SFB1551 Group leader, Andreas Walther and Postdoctoral reseracher Weixiang Chen & collaborators have developed a synthetic DNA protonucleus (PN) platform that enables localized transcription of RNA kissing loops, which subsequently condense into diverse and controllable nuclear-like architectures. Their work, just published in Nature Communications, deepens the understanding of RNA condensation and phase separation in nuclear environments while providing new strategies for designing functional nucleus-mimetic systems in synthetic biology.

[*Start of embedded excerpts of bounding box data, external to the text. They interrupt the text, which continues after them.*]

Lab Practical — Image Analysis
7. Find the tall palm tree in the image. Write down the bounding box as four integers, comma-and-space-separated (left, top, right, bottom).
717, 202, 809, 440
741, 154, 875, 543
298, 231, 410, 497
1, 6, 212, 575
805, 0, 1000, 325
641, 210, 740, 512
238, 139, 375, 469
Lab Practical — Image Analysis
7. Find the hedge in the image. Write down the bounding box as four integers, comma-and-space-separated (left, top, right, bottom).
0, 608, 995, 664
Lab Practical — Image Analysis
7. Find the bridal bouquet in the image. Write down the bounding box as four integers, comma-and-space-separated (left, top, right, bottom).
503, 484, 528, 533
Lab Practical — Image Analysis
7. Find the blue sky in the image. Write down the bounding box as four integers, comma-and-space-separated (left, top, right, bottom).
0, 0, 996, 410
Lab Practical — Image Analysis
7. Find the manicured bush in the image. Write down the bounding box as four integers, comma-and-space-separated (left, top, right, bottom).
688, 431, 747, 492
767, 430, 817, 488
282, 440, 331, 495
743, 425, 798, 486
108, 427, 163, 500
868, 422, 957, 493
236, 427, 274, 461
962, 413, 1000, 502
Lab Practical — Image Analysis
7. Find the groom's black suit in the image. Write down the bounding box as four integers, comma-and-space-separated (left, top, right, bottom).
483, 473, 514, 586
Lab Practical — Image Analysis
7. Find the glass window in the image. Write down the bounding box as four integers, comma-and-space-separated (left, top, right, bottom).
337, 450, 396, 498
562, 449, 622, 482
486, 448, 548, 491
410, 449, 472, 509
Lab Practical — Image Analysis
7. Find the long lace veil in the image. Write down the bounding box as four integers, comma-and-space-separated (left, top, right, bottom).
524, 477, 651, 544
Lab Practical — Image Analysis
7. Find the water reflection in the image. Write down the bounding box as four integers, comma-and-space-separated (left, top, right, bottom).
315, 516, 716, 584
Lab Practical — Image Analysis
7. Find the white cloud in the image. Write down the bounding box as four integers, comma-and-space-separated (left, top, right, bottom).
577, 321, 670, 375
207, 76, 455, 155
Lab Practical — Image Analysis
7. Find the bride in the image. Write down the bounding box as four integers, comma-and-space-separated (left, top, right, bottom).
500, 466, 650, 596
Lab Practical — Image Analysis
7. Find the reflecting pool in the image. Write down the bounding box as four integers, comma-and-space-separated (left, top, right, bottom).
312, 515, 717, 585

Nuclear biomolecular condensates are essential sub-compartments within the cell nucleus and play key roles in transcription and RNA processing. Bottom-up construction of nuclear architectures in synthetic settings is non-trivial but vital for understanding the mechanisms of condensates in real cellular systems. Here, we present a facile and versatile synthetic DNA protonucleus (PN) platform that facilitates localized transcription of branched RNA motifs with kissing loops (KLs) for subsequent condensation into complex condensate architectures. We identify salinity, monomer feeding, and KL-PN interactions as key parameters to control co-transcriptional condensation of these KLs into diverse artificial nuclear patterns, including single and multiple condensates, interface condensates, and biphasic condensates. Over time, KL transcripts co-condense with the PN matrix, with the final architecture determined by their interactions, which can be precisely modulated using a short DNA invader strand that outcompetes these interactions. Our findings deepen the understanding of RNA condensation in nuclear environments and provide strategies for designing functional nucleus-mimetic systems with precise architectural control.